Beauty in Photography (3) - Abstractions

Traversing the landscape of Halibut Point I return to the questions and insights of Robert Adams' Beauty in Photography

"The Beauty that concerns me is that of Form," he writes. "Beauty is, in my view, a synonym for the coherence and structure underlying life."

Sometimes this leads to abstractions pulled like taffy from the facts of the environment. Twisting, swirling strands appear as little enhancements and contradictions. Their shapes and colors tell stories of their own interwoven with the accustomed narratives.



On, on, on goes the pulse of life. Its familiar details reconfigure enchantingly. The new and the worn make portraits of vitality. Robert Adams offers these further thoughts.



"Art simplifies. It is never exactly equal to life. In the visual arts, this careful sorting out in favor of order is called composition."



"Art's beauty does not lead, of course, to narrow doctrine. The Form it affirms is not neatly finished, at least to our eyes. It does not lead directly to a theology or a system of ethics."



"The job of the photographer...is not to catalogue indisputable fact but to try to be coherent about intuition and hope."



"...how do we judge art? Basically, I think, by whether it reveals to us important Form that we ourselves have experienced but to which we have not paid adequate attention.
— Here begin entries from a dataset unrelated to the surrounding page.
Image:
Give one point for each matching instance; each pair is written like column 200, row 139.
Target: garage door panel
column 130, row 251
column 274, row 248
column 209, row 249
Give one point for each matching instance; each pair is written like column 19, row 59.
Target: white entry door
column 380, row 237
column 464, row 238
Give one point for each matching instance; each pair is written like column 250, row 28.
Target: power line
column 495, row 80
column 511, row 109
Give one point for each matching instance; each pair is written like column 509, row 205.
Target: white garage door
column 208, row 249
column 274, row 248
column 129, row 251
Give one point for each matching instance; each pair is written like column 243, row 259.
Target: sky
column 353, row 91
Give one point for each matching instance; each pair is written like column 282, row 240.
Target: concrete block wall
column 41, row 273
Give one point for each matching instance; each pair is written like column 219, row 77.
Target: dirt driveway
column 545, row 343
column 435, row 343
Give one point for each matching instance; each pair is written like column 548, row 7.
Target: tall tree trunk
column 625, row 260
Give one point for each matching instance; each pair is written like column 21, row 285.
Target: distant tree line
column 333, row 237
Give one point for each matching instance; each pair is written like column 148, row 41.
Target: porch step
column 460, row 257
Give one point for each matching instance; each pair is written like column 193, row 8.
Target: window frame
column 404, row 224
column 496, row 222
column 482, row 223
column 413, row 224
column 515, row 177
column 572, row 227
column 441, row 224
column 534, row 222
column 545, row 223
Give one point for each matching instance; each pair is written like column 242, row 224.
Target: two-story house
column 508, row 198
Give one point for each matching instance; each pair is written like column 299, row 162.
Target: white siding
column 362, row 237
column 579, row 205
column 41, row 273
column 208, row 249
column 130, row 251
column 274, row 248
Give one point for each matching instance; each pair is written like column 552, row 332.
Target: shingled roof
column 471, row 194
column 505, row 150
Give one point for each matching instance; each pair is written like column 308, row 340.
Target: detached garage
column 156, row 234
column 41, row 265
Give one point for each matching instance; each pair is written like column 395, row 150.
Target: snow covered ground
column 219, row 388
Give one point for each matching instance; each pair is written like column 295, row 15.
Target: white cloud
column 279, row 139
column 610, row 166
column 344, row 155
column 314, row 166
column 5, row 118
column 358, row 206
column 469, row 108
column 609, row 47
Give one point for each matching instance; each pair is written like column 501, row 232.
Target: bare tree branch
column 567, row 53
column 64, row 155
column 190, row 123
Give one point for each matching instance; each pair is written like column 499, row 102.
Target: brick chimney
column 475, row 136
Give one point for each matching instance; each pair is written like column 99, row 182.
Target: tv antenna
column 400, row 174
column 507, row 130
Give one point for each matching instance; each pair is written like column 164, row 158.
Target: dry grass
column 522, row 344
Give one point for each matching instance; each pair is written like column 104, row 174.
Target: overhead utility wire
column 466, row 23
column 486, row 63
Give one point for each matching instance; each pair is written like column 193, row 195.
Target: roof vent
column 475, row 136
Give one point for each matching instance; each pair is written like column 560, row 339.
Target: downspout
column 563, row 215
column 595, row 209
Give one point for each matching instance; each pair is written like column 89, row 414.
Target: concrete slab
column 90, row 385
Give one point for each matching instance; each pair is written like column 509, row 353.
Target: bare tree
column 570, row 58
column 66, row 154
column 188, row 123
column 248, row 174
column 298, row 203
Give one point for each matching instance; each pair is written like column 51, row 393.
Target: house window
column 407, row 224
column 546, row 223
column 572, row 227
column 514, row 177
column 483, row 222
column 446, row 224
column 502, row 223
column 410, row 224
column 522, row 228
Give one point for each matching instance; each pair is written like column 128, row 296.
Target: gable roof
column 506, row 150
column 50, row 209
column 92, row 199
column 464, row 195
Successful art rediscovers Beauty for us."



"Photography is by nature on intimate terms with old familiar subject matter; all that remains now is for us to create new illusions in the service of truth."
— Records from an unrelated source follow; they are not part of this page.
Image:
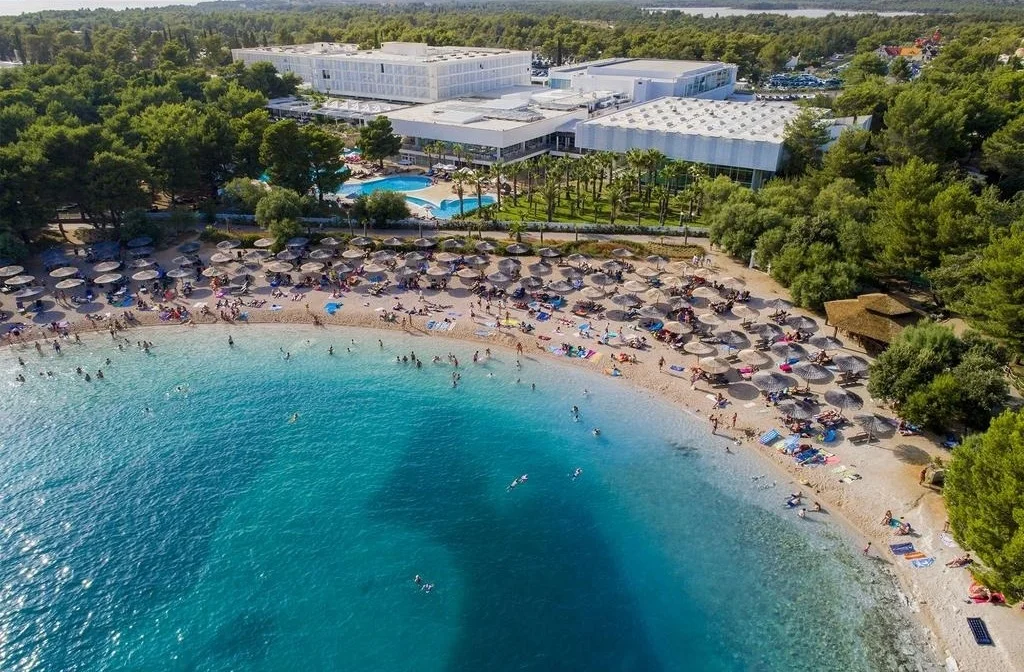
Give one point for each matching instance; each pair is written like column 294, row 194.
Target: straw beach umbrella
column 714, row 365
column 844, row 400
column 771, row 381
column 744, row 311
column 876, row 425
column 788, row 350
column 698, row 348
column 105, row 266
column 799, row 410
column 826, row 342
column 635, row 286
column 680, row 328
column 711, row 320
column 850, row 363
column 812, row 373
column 626, row 300
column 64, row 271
column 754, row 358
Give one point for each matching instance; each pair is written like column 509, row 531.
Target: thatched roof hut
column 877, row 319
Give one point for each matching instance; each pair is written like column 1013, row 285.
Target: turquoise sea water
column 212, row 534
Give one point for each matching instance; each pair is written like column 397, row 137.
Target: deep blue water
column 212, row 534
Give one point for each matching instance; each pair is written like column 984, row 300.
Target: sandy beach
column 888, row 468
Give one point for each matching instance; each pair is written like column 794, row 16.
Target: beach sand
column 889, row 467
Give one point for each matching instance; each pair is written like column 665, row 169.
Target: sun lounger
column 980, row 631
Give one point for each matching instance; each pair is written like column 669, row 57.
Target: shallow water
column 212, row 534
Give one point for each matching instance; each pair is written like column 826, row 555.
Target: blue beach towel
column 901, row 549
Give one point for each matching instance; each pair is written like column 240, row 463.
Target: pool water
column 392, row 183
column 450, row 207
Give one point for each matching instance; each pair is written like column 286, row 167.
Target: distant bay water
column 10, row 7
column 171, row 517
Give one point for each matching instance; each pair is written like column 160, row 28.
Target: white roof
column 652, row 68
column 391, row 51
column 754, row 121
column 484, row 114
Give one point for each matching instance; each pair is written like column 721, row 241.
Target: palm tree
column 662, row 195
column 459, row 178
column 613, row 195
column 551, row 191
column 637, row 162
column 671, row 174
column 499, row 169
column 516, row 229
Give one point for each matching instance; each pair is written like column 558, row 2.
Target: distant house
column 875, row 320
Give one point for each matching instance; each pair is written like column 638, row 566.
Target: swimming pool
column 392, row 183
column 450, row 207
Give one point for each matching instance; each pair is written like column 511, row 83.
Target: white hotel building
column 480, row 100
column 404, row 72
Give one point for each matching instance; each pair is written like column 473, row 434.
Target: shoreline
column 645, row 378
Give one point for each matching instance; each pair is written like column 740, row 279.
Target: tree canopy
column 984, row 494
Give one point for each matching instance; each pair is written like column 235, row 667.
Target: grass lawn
column 627, row 214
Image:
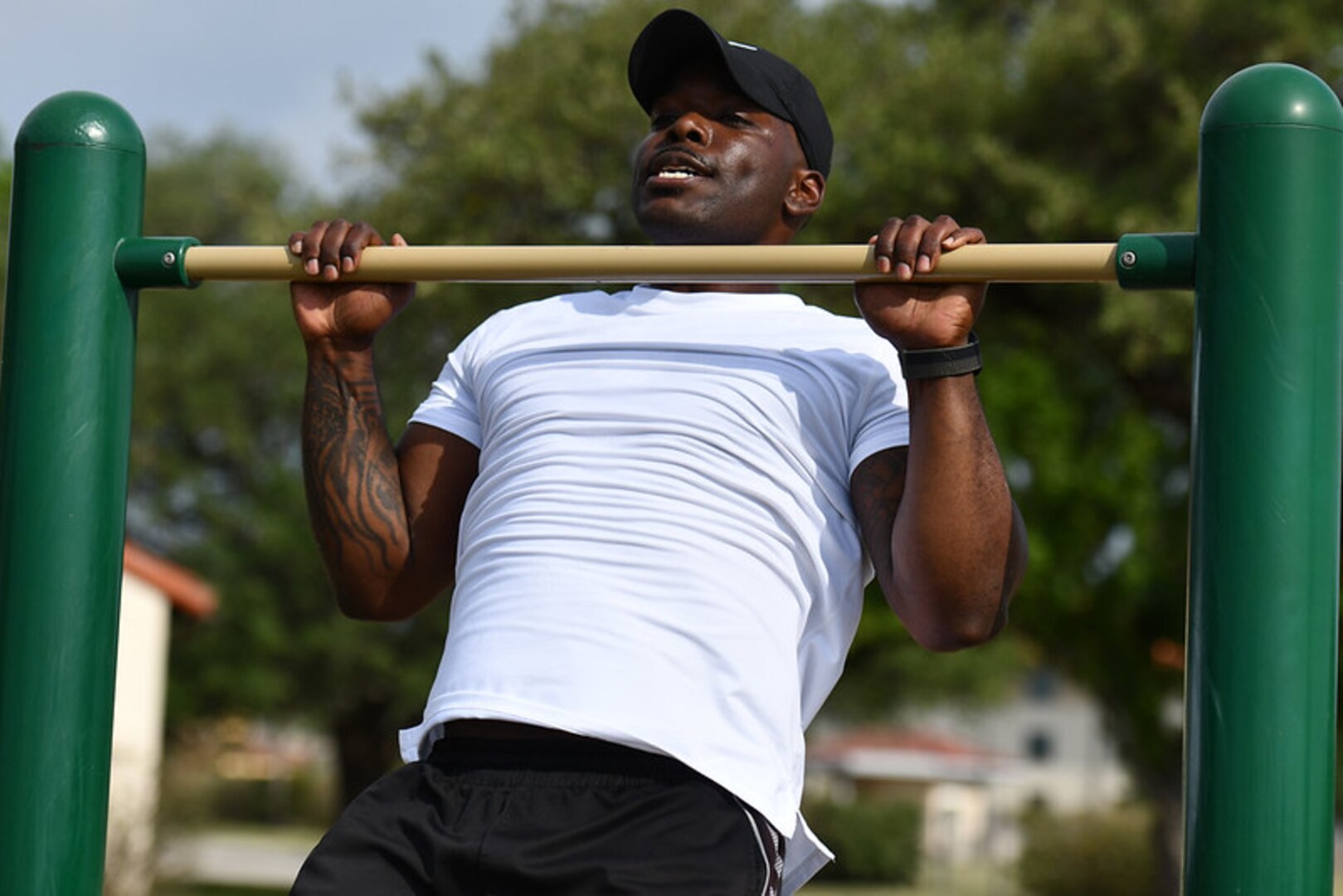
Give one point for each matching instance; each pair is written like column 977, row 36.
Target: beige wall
column 137, row 738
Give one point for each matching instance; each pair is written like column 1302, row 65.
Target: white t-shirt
column 661, row 548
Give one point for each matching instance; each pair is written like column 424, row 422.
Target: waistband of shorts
column 557, row 752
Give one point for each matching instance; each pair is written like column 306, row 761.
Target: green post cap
column 80, row 119
column 1273, row 93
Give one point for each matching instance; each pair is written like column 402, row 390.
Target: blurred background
column 249, row 711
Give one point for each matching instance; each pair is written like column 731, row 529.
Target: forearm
column 955, row 543
column 352, row 480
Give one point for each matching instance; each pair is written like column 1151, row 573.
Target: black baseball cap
column 676, row 38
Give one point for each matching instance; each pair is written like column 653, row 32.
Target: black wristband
column 931, row 363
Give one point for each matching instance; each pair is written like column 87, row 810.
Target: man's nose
column 692, row 128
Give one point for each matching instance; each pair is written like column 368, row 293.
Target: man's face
column 715, row 168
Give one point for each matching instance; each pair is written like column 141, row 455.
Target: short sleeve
column 883, row 418
column 451, row 402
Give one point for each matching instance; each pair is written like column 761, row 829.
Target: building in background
column 151, row 590
column 974, row 772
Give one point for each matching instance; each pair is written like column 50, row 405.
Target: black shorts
column 549, row 817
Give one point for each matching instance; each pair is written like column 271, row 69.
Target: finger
column 310, row 245
column 907, row 246
column 931, row 243
column 352, row 249
column 885, row 243
column 329, row 253
column 963, row 236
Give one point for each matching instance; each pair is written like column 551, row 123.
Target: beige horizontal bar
column 1044, row 262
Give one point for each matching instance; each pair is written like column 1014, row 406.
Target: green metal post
column 1264, row 558
column 65, row 430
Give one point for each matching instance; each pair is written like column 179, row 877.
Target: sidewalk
column 245, row 859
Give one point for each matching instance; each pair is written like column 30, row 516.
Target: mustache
column 679, row 155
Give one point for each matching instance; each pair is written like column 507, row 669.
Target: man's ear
column 809, row 188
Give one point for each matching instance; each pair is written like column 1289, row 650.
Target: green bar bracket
column 1156, row 261
column 154, row 261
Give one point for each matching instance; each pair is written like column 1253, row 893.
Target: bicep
column 876, row 486
column 438, row 470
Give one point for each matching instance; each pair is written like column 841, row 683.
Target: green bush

"One standard, then, for the evaluation of art is the degree to which it gives us a fresh intimation of Form."



"Geography by itself is difficult to value accurately‒what we hope for from the artist is help in discovering the significance of a place."



"The form to which art points is of an incontrovertible brilliance, but it is also far too intense to examine directly. We are compelled to understand Form by its fragmentary reflection in the daily objects around us; art will never fully define light."
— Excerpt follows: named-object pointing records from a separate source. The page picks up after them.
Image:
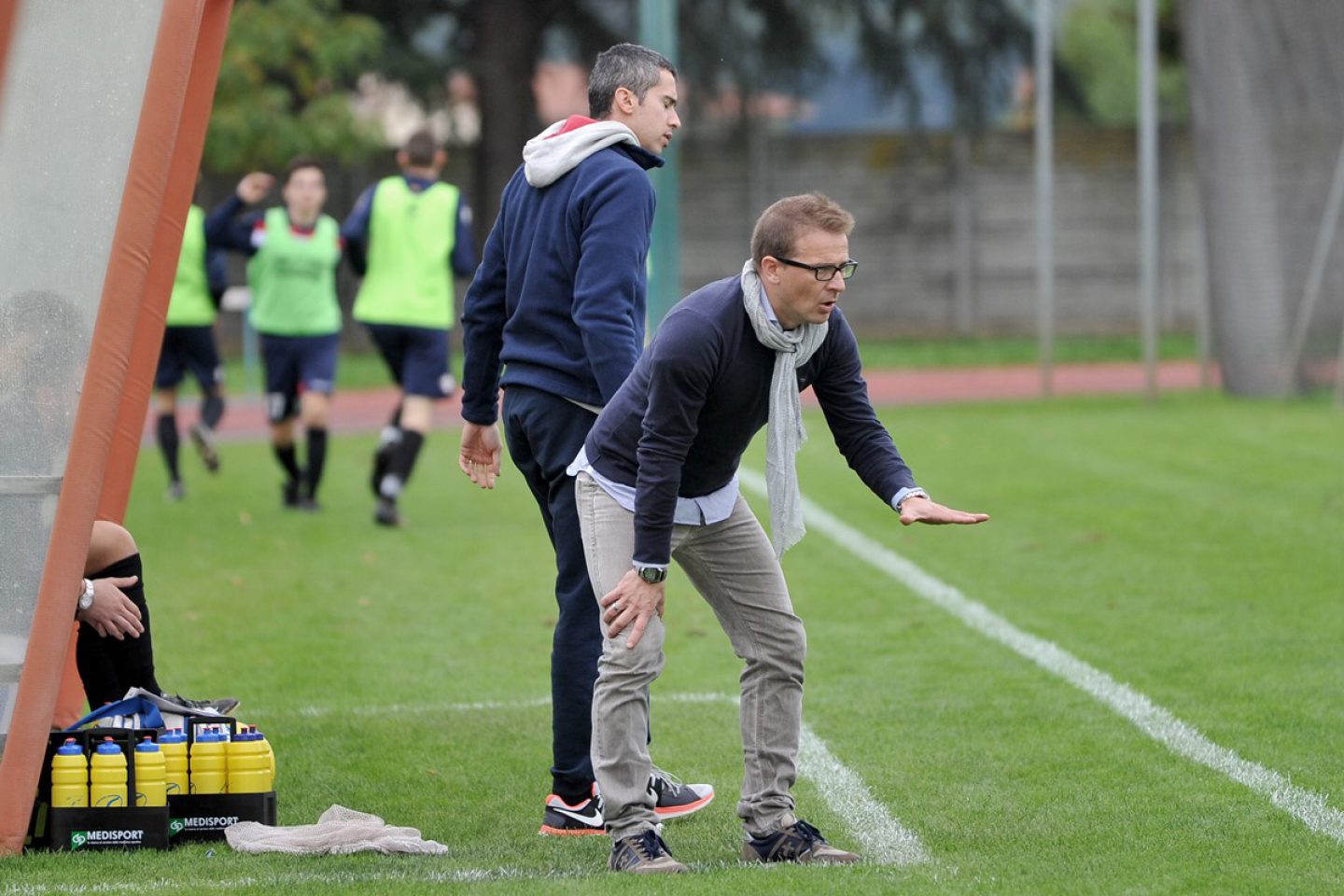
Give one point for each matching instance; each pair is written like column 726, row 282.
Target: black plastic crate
column 196, row 817
column 52, row 828
column 107, row 829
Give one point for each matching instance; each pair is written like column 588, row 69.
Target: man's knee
column 107, row 544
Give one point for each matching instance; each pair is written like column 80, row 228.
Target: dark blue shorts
column 417, row 357
column 189, row 348
column 296, row 364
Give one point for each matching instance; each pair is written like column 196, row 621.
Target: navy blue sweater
column 559, row 296
column 702, row 392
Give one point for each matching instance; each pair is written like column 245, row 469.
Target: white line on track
column 1154, row 721
column 885, row 840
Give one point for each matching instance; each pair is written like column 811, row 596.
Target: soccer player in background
column 408, row 235
column 189, row 345
column 293, row 253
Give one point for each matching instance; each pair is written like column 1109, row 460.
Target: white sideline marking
column 1154, row 721
column 885, row 840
"The beauty of art can also be judged by its scope. The greatest beauty tends to encompass most; the artworks of largest importance frequently have within them the widest diversity....This is so, I think, because most of life seems shapeless most of the time, and the art that squares with this powerful impression seems most convincingly to confront disagreeable fact."



3 comments:

  1. Martin, this entry moves beyond your past work, introducing the link between nature, beauty, and art. Having just returned from Egypt, I am reminded of the significance of the dung beetle, the scarab, and its frequent artistic use. PS. I returned with a scarab bracelet!